What was once a film that would star Warren Beatty in the title role, wherein Bill would have been more James Bond and less David Carradine, tensions mounted as production stalled due to Uma Thurman’s pregnancy. Beatty grew impatient with not only the delay in production, but the constant reference to Beatty playing the role like Carradine would. Beatty inevitably left the picture, imploring Tarantino to cast the only actor alive or dead to play Bill, David Carradine.

The film marks one of Tarantino’s most dynamic screenplays, a soundtrack featuring score tracks only used in other films films, Robert Richardson’s richly fulfilling cinematography, and an ensemble bread from his most organically diverse cast.

What is encompassed within is his most seminal and homage laden film to date is referencing everything from Mark Goldblatt’s THE PUNISHER, to the STREET FIGHTER films, with a ONCE UPON A TIME IN THE WEST capstone.

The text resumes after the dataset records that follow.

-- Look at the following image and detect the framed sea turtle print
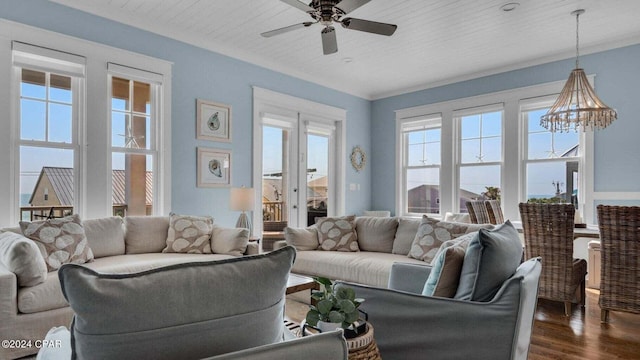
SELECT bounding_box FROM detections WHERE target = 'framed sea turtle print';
[196,147,231,187]
[196,99,231,142]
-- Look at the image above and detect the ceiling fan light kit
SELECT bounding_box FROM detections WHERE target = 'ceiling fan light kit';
[260,0,398,55]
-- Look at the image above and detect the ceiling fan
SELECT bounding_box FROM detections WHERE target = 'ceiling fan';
[260,0,398,55]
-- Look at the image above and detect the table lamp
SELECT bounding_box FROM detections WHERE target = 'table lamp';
[231,186,255,236]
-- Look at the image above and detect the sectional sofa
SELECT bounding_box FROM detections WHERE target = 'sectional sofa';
[274,216,487,288]
[0,216,259,359]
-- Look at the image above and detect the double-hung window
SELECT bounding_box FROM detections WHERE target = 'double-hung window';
[521,99,582,206]
[0,22,172,226]
[13,42,85,220]
[401,114,442,214]
[108,64,161,216]
[454,105,503,212]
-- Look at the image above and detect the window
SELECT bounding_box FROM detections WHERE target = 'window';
[401,116,442,214]
[109,64,158,216]
[456,109,503,212]
[395,77,595,221]
[521,102,581,207]
[0,23,171,226]
[13,43,84,220]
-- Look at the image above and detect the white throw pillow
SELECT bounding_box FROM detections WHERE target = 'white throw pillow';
[20,214,93,271]
[284,225,320,251]
[162,214,213,254]
[0,232,47,286]
[211,225,249,256]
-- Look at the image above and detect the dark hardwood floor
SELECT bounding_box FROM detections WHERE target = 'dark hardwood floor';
[529,289,640,360]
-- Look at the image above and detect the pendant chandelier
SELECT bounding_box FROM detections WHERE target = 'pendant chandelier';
[540,9,618,132]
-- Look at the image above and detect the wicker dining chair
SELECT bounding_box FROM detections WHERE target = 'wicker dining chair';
[597,205,640,323]
[484,200,504,225]
[466,200,490,224]
[520,203,587,316]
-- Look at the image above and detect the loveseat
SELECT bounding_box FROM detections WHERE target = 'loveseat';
[0,216,258,359]
[274,216,492,288]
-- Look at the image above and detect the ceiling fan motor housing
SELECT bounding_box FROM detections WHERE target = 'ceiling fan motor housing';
[309,0,344,26]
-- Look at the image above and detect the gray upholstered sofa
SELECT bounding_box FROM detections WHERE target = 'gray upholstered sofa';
[0,216,258,359]
[338,259,541,360]
[38,247,347,360]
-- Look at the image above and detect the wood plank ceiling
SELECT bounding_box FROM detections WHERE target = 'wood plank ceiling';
[51,0,640,99]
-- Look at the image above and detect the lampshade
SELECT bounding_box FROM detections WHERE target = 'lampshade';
[231,187,255,211]
[540,9,618,132]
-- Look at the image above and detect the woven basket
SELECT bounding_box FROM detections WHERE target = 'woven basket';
[347,323,381,360]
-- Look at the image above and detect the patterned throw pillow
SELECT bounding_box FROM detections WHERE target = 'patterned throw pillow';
[409,216,493,263]
[162,214,213,254]
[316,215,360,251]
[20,214,93,271]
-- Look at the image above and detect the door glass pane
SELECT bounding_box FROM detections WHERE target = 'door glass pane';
[459,165,500,212]
[111,152,153,216]
[262,126,289,232]
[407,167,440,214]
[307,134,329,226]
[20,146,74,221]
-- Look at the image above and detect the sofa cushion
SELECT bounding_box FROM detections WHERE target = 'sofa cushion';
[211,225,249,256]
[124,216,169,254]
[20,214,93,271]
[162,214,213,254]
[409,216,492,263]
[0,232,47,286]
[291,251,424,288]
[356,216,398,253]
[455,220,522,301]
[316,215,360,251]
[422,233,478,298]
[18,253,238,314]
[58,247,295,359]
[82,216,125,258]
[284,225,320,251]
[391,218,420,256]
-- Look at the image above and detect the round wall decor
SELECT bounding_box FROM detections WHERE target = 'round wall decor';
[351,146,367,171]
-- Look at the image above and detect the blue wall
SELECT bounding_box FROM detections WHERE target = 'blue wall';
[0,0,371,226]
[371,45,640,214]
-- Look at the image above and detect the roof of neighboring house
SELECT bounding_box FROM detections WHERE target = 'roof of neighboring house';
[29,166,73,205]
[29,166,153,205]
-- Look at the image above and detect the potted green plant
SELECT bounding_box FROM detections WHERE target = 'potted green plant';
[305,277,366,337]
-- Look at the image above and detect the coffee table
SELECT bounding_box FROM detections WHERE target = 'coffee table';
[286,274,319,295]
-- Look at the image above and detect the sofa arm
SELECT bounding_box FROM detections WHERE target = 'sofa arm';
[273,240,287,250]
[388,262,431,294]
[203,330,348,360]
[244,241,260,255]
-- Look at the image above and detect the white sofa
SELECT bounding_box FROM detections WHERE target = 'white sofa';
[274,216,426,288]
[0,216,258,359]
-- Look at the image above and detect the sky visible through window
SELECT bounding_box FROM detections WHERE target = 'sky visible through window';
[20,73,153,206]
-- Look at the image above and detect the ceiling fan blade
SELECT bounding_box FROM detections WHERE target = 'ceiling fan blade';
[321,26,338,55]
[335,0,371,14]
[260,21,315,37]
[280,0,316,12]
[342,18,398,36]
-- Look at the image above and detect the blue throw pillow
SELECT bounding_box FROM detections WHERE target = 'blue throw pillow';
[454,220,522,301]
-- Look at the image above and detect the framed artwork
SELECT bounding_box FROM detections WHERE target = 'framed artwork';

This isn’t just some hardcore, stylishly sexy revenge flick (which it is), at its heart is a story about a scorn lover whose hubris sets a deadly chain of events in motion. Bill, who is only heard and whose hands and boots are only seen, loves the heroine so much, he would rather kill her than to be without her. Potent stuff.

What ensues is a tale of bloody revenge where Tarantino’s most ass-kicking character stops at nothing to exact a near equal measure of revenge to those who killed what was supposed to be the greatest day of her life, marrying “some fucking jerk” and leaving behind her life of being a member of the Deadly Viper Assassin Squad.

In the Tarantino-Verse, things get much more colorful and downright self indulgent, but baby, it is absolutely glorious.

Uma Thurman gets shot in the head, Daryl Hannah is featured in the best Brian De Palma homage ever, Michael Madsen acts as the thread that directly leads into the second volume, Production I.G. came in and did an amazing animated segment, RZA supplied the sound effects, Lucy Liu gets a reintroduction sequence that any actor would kill for; not to mention getting scalped, Sonny Chiba gives an encore as Hatori Hanzo, Michael Parks returns as Sheriff Earl McGraw, Vivica A. Fox delivers one of the most memorable on screen deaths in a QT movie, and David Carradine is the man.

None of that even begins to scratch the surface.

The first volume of KILL BILL is what rebirthed Tarantino into an acutely self righteous auteur. Making films for not just his rabid and loyal fanbase, but most importantly films that he, as a passionate fanboy of cinema, would want to see on screen.